Cluster Career Trajectories into Meaningful Segments
Source:R/career_clustering.R
cluster_career_trajectories.RdSegments workers into 3-6 distinct career trajectory groups based on employment stability, employment rates, and career progression patterns. Automatically determines optimal number of clusters and provides bilingual (English/Italian) labels for each segment.
Usage
cluster_career_trajectories(
career_metrics,
n_clusters = NULL,
method = "kmeans",
features = c("stability", "employment", "progression"),
k_selection_method = c("hybrid", "elbow", "silhouette"),
id_column = "cf",
min_cluster_size = 10,
standardize = TRUE,
nstart = 25,
seed = 123,
verbose = FALSE,
use_sampling = NULL,
sample_size_k = 50000,
sample_size_quality = 50000,
batch_size = 1e+05,
memory_fraction = 0.33
)Arguments
- career_metrics
data.table.

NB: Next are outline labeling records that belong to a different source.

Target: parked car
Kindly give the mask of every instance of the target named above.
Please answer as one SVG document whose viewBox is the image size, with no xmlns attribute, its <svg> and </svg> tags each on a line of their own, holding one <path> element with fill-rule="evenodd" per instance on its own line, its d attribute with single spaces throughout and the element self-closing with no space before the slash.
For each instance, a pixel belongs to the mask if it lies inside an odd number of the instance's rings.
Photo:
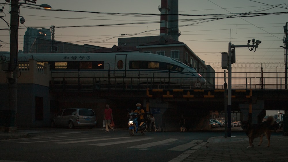
<svg viewBox="0 0 288 162">
<path fill-rule="evenodd" d="M 237 125 L 236 124 L 233 123 L 233 122 L 231 122 L 231 127 L 236 127 L 237 126 Z"/>
<path fill-rule="evenodd" d="M 220 127 L 220 125 L 219 124 L 218 124 L 218 123 L 215 123 L 215 122 L 213 122 L 213 121 L 212 121 L 212 120 L 211 120 L 211 119 L 210 120 L 209 120 L 209 121 L 210 122 L 210 123 L 214 123 L 216 125 L 216 127 Z"/>
<path fill-rule="evenodd" d="M 233 122 L 233 123 L 235 124 L 237 127 L 240 127 L 241 125 L 241 124 L 239 122 L 234 121 Z"/>
<path fill-rule="evenodd" d="M 211 125 L 212 128 L 216 128 L 217 127 L 217 124 L 215 123 L 211 123 L 210 122 L 209 123 L 209 124 Z"/>
<path fill-rule="evenodd" d="M 51 127 L 68 126 L 72 129 L 74 127 L 83 126 L 92 129 L 96 123 L 96 115 L 93 110 L 69 108 L 63 109 L 57 113 L 51 121 Z"/>
<path fill-rule="evenodd" d="M 220 122 L 220 121 L 216 119 L 210 119 L 210 120 L 214 123 L 216 123 L 219 124 L 220 127 L 224 127 L 224 125 L 223 123 Z"/>
</svg>

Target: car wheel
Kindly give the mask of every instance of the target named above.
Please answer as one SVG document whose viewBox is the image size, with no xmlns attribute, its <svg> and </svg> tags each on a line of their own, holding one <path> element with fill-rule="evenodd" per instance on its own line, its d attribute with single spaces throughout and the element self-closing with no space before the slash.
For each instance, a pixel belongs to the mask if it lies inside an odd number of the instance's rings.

Output from calculate_comprehensive_career_metrics() containing career quality, stability, and progression metrics
- n_clusters
Integer or NULL. Number of clusters (3-6). If NULL, automatically selects optimal number using hybrid method (Elbow + Silhouette). Default: NULL
- method
Character. Clustering algorithm: "kmeans" (default), "pam", or "hierarchical"
- features
Character vector. Metric categories to use: "stability", "employment", "progression", "quality", "complexity". Default: c("stability", "employment", "progression")
- k_selection_method
Character string specifying the method for automatic k selection when n_clusters = NULL. Options:
"hybrid"(default): Uses Elbow method for initial estimate, then validates with Silhouette on micro-sample. Best balance of accuracy and memory efficiency."elbow": Uses only Within-cluster Sum of Squares (WSS) to identify the "elbow" point. Most memory efficient, works on full dataset."silhouette": Uses only Silhouette coefficient on micro-sample. Most statistically rigorous but slower.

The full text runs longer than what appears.